Game-theoretic physical layer authentication for spoofing detection in internet of things

Abstract

The Internet of Things (IoT) has permeated various fields relevant to our lives. In these applications, countless IoT devices transmit vast amounts of data, which often carry important and private information. To prevent malicious users from spoofing these information, the first critical step is effective authentication. Physical Layer Authentication (PLA) employs unique characteristics inherent to wireless signals and physical devices and is promising in the IoT due to its flexibility, low complexity, and transparency to higher layer protocols.

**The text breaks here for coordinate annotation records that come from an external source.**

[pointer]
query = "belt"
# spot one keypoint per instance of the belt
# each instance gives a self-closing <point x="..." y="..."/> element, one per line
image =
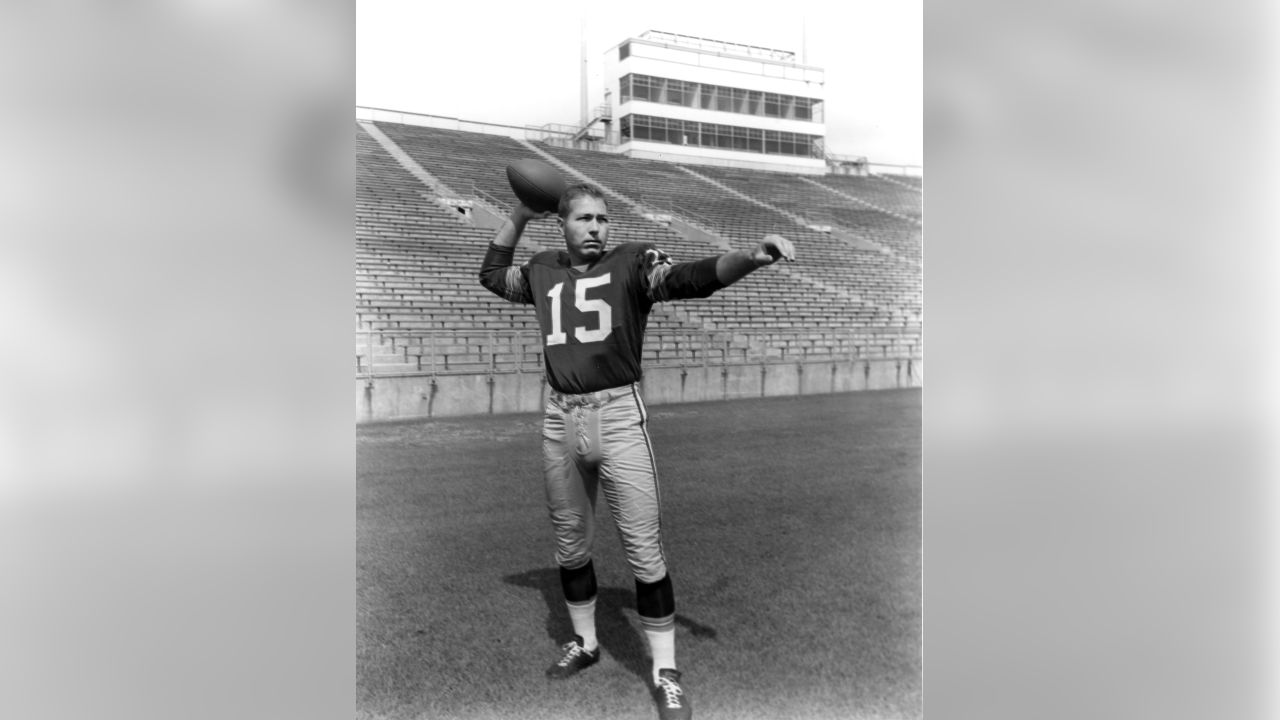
<point x="597" y="399"/>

In this paper, the focus is on the interaction between multiple malicious spoofers and legitimate receivers in the PLA process. First, the interaction is formulated as a static spoof detection game by including the spoofers and receivers as players. The best authentication threshold of the receiver and the attack rate of the spoofers are consideblack as Nash Equilibrium (NE). Then, closed-form expressions are derived for all NEs in the static environment in three cases: multiplayer games, zero-sum games with collisions, and zero-sum games without collisions. Considering the dynamic environment, a Multi-Agent Deep Deterministic Policy Gradient (MADDPG) algorithm is proposed to analyze the interactions of receiver and spoofers. Last, comprehensive simulation experiments are conducted and demonstrate the impact of environmental parameters on the NEs, which provides guidance to design effective PLA schemes.